Image: Daniel Boczarski/Getty Images for The Recording Academy
A new Grammys category will feature in 2024: Best Pop Dance Recording.
Along with two other categories that were also announced – Best African Music Performance and Best Alternate Jazz Album – Best Pop Dance Recording will reflect changes in the music industry, and represent the diverse range of music genres that exist in today’s age.
According to Recording Academy website, the new Pop Dance Recording category aims to reflect the convergence between Pop and Dance, and will “recognise tracks and singles that feature up-tempo, danceable music that follows a pop arrangement”.
However, the Academy has made it clear that dance remixes will remain under the Best Remixed Recording category.
“The Recording Academy is proud to announce these latest category changes to our awards process,” says Harvey Mason Jr., CEO of the Recording Academy. “These changes reflect our commitment to actively listen and respond to the feedback from our music community, accurately represent a diverse range of relevant musical genres, and stay aligned with the ever-evolving musical landscape.
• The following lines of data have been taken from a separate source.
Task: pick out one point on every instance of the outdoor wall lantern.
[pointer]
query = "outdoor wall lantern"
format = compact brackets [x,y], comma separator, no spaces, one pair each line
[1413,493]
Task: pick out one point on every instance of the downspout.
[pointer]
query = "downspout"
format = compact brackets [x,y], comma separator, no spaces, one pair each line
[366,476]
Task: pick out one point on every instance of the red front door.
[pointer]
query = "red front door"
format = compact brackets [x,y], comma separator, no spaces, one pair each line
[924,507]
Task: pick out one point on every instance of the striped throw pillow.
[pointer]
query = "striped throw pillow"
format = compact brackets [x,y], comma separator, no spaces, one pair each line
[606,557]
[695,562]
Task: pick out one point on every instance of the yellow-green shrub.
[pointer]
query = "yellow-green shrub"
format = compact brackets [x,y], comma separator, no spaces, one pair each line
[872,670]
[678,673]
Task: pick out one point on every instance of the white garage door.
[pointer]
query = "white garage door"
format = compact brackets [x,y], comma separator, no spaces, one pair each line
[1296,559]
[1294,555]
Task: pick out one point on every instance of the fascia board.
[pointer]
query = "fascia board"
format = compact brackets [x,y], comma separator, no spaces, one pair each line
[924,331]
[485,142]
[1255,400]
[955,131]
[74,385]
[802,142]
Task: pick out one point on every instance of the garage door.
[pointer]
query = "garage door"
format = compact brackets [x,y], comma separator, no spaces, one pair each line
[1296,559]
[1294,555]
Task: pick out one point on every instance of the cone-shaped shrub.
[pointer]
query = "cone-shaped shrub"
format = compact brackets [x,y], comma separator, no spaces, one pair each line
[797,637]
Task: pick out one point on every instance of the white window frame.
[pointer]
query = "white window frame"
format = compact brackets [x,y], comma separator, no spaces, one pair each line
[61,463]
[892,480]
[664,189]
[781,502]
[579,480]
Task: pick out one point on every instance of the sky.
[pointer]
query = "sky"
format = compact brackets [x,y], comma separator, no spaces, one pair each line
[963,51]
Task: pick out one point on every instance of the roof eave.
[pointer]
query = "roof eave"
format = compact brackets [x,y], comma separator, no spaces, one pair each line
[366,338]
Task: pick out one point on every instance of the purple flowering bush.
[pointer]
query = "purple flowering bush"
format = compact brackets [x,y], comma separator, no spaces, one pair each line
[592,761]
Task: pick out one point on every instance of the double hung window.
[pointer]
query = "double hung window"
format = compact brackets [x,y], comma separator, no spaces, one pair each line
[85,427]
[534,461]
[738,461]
“By introducing these three new categories, we are able to acknowledge and appreciate a broader array of artists – and relocating the producer of the year and songwriter of the year categories to the general field ensures that all our voters can participate in recognising excellence in these fields. We are excited to honour and celebrate the creators and recordings in these categories, while also exposing a wider range of music to fans worldwide.”
After several new categories were announced for 2023 – Songwriter of the Year, Best Video Game Soundtrack and Best Song for Social Change, for example – the three new additions for 2024 takes the total number of categories, by our count, at least, to 97.